If you put in your body this kind of code : <div>http://www.example.com</div>, the URL is not converted into a hyperlink. Actually, there is more than this : in the following example, lines 3 and 4 fail.

1. URL alone (followed by a stop) : http://www.example.com.
2. URL in a p tag : <p>http://www.example.com</p>
3. URL in a p tag containing HTML attributes : <p style="border:1px solid black">http://www.example.com</p>
4. URL in a div tag : <div>http://www.example.com</div>
5. URL without nothing following : http://www.example.com

(By reading my post preview, I see a bug on line 1, but this is caused by <code> tag. Another issue to raise ? Or maybe changing the filters order ?)

Also, I saw that the regular expression used to match incomplete URLs (like www.example.com) was a little bit different than the one used for full URLs : it doesn't work when following a <br> tag :
6. www adress following a &lt;br&gt; tag : <br />www.example.com
won't convert the URL.

Finally, seeing the regular expressions used, a URL, with no following text at all, should not match the patters. But it does, because, for a reason I ignore, a space is added to the end of the text the filter is applied on.

I want to stress that there must be no confusion : what is on grey background in my post is exactly what is to be pasted in a node's textarea, to encounter the bugs I am explaining (try yourself ;) ). The fact that only one URL is converted here is just side-effect.

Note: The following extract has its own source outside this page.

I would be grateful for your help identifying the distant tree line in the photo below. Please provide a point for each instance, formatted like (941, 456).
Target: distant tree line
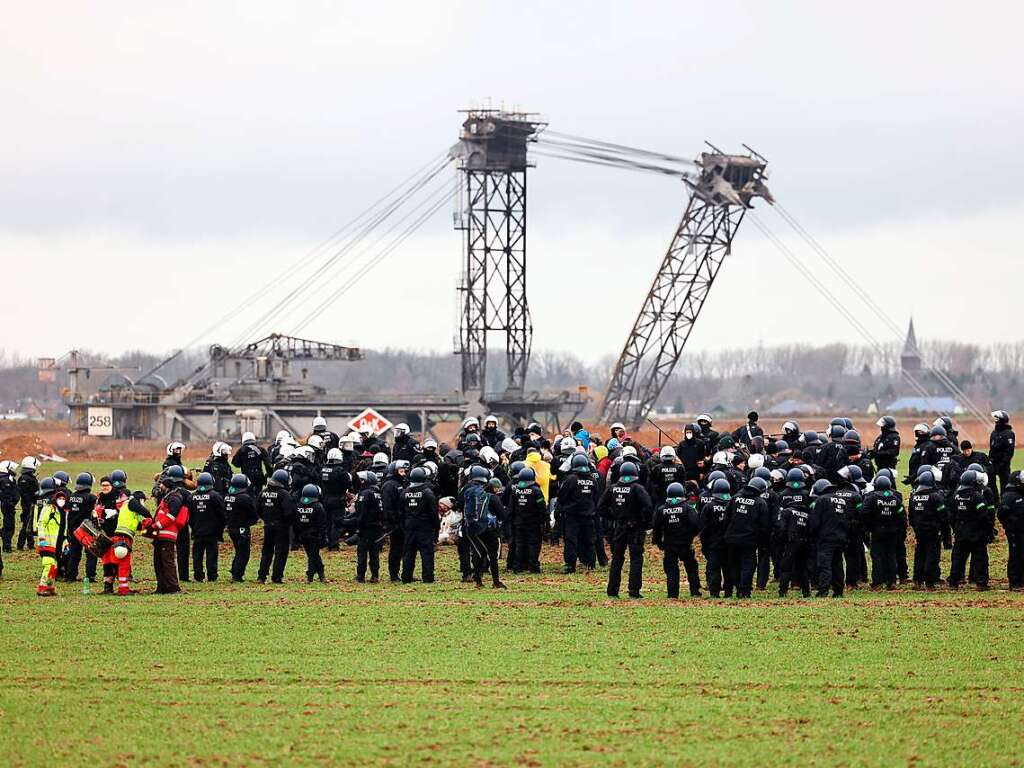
(834, 375)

So I tried to simplify and fix the regular expressions used to match full URLs, e-mail addresses and "www domains/addresses". Here is a list of things I did :

  • replacing the regular-expression surrounding double quotes for simple quotes (double quotes are useless and may be source of confusion : \n would be converted to a line-break with double quotes)
  • using a positive look-behind to match what must precede the URL, this avoids parasite contain inside $match variable
  • changing the index used to get $match content accordingly
  • use \s , which is an "any space" entity, instead of " \n\r\t" inside of the character class (square brackets)
  • remove the backslash escaping an open bracket, which is useless inside a character class
  • remove the part matching exactly <p>, <li>, or any kind of <br>, and, instead, matching a closing angled bracket (or greater-than sign, > which can be a sign of a previous tag)
  • repeating the three points above at the end of the regular expression
  • merging the part that checks if the URL is followed by a punctuation sign, and the part that "looks ahead" for a space character, or closing bracket, or opening angled bracket (potential sign of a following tag)
  • remove the now useless concatenations to $match[1] and $match[3], now that there are only "look arround" expressions around the part matching the URL
  • I did not modify the part in the regular expressions that is actually matching a URL/e-mail

I would like to complete SimpleTest code for this, but I didn't find any place where to download Drupal 7 core SimpleTest files (anyone can help ?).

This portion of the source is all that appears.